This is a note for Lopes’ Getting Started with LLVM Core Libraries. n.d. Accessed October 2, 2025. https://learning.oreilly.com/library/view/getting-started-with/9781782166924/.

Tools and Design

LLVM IR:

  • Single Static Assignment form (SSA)
  • Infinite number of Registers
  • Easy link-time optimizations by storing entire programs in an on-disk IR representation

Apart from IR, other forms of program representations are:

Fun fact that LLVM is originally aims for a vm runtime, like JVM. I’m glad they do not go this direction:

As the project matured, the design decision of maintaining an on-disk representation of the compiler IR remained as an enabler of link-time optimizations, giving less attention to the original idea of lifelong program optimizations. Eventually, LLVM’s core libraries formalized their lack of interest in becoming a platform by renouncing the acronym Low Level Virtual Machine, adopting just the name LLVM for historical reasons, making it clear that the LLVM project is geared to being a strong and practical C/C++ compiler rather than a Java platform competitor.

How LLVM works:

Actually, “clang” is a driver of many llvm tools and platform tools. For example:

  • “clang -cc1” The llvm C frontend for IR generation
  • “ld”: linux linker
  • “opt”: IR level optimisation tool

Use clang -### to view what tools are driving by clang

Those tools can be used individually:

$ clang -emit-llvm –S -c main.c -o main.ll
$ clang -emit-llvm –S -c sum.c -o sum.ll

LLVM IR

define i32 @sum(i32 %a, i32 %b) #0 {
entry:
  %a.addr = alloca i32, align 4
  %b.addr = alloca i32, align 4
  store i32 %a, i32* %a.addr, align 4
  store i32 %b, i32* %b.addr, align 4
  %0 = load i32* %a.addr, align 4
  %1 = load i32* %b.addr, align 4
  %add = add nsw i32 %0, %1
  ret i32 %add
}

  
attributes #0 = { nounwind ssp uwtable ... }
  • Local Values are analogs of the registers in the assembly language.
  • Local identifiers are with % and globals are with @
  • An array is written as [<number of elements> x <element type>]
  • attributes are translation of C/C++ function decorators such as no throwing exceptions (nounwind, use stack smash protector ssp)
  • function body is divided into basic blocks (BBs)
  • Each instruction is in the form of three address code
  • alloca instruction reserves space on the stack frame

Optimisation on LLVM IR

The optimisation tool opt supports optimisation flags -Ox. O0 means no optimisation, O2 includes most optimisation and Oz is the highest level of optimisation.

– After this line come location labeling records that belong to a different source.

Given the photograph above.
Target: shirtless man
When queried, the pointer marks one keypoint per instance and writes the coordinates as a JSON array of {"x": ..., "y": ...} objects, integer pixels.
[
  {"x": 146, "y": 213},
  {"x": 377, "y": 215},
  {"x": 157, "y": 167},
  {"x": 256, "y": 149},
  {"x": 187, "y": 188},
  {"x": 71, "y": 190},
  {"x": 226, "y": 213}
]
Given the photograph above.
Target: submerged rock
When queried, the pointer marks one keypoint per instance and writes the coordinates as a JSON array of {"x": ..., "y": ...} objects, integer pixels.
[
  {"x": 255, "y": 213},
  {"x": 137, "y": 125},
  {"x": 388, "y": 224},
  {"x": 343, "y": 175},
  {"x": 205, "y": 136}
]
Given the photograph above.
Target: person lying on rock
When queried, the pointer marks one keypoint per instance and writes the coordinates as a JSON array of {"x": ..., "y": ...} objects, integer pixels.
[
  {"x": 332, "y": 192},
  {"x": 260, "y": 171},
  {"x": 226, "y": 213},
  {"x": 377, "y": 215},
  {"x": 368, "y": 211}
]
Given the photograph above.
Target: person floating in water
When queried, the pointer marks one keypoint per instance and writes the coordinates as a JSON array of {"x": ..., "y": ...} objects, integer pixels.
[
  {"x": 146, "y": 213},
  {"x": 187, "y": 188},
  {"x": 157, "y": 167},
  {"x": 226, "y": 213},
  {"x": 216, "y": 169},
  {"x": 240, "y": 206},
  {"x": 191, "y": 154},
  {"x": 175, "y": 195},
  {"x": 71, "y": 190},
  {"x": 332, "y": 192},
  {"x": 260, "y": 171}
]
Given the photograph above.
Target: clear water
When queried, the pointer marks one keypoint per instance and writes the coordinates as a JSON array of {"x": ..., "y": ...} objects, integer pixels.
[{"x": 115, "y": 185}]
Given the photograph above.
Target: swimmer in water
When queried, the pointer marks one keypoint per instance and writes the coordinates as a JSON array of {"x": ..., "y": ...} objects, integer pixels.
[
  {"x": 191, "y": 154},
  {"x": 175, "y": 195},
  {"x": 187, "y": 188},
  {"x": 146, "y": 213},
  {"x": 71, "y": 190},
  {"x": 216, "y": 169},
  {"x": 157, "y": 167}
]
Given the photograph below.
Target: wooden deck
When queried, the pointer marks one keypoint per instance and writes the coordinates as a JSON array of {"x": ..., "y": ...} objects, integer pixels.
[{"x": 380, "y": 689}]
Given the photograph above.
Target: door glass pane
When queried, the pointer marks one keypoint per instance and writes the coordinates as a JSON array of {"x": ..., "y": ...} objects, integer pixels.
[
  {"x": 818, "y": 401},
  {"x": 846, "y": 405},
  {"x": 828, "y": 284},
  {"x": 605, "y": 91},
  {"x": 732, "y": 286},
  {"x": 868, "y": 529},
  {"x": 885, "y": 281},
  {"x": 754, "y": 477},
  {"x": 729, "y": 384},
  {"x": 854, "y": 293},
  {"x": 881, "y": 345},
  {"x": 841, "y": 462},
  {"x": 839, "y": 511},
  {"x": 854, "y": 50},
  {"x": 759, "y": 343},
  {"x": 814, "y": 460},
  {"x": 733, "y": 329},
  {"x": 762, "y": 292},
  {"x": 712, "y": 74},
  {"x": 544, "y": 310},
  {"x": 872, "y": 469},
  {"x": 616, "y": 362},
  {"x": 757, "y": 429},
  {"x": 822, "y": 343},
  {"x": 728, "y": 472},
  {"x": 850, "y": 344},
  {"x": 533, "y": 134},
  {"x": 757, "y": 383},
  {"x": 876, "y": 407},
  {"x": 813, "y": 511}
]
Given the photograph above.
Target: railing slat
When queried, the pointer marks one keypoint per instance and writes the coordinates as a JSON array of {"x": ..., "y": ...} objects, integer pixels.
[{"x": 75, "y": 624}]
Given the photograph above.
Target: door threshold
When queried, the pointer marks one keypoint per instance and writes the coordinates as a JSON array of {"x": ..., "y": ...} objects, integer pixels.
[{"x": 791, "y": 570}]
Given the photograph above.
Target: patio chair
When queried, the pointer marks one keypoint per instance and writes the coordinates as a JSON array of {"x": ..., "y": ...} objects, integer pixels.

clang -emit-llvm -O0 -S ./sum.c -o ./sum.ll
opt -Oz ./sum.ll -o ./sum.oz.ll -S

One can also use --passes to select specific optimisation pass. See Invoke OPT

opt operates on the llvm IR level.

Clang Static Analyzer

The clang static analyzer , also known as the scan-build tool leverages a set of checkers to build elaborate bug reports.

It relies on symbolic execution engine and thus it has exponential time complexity.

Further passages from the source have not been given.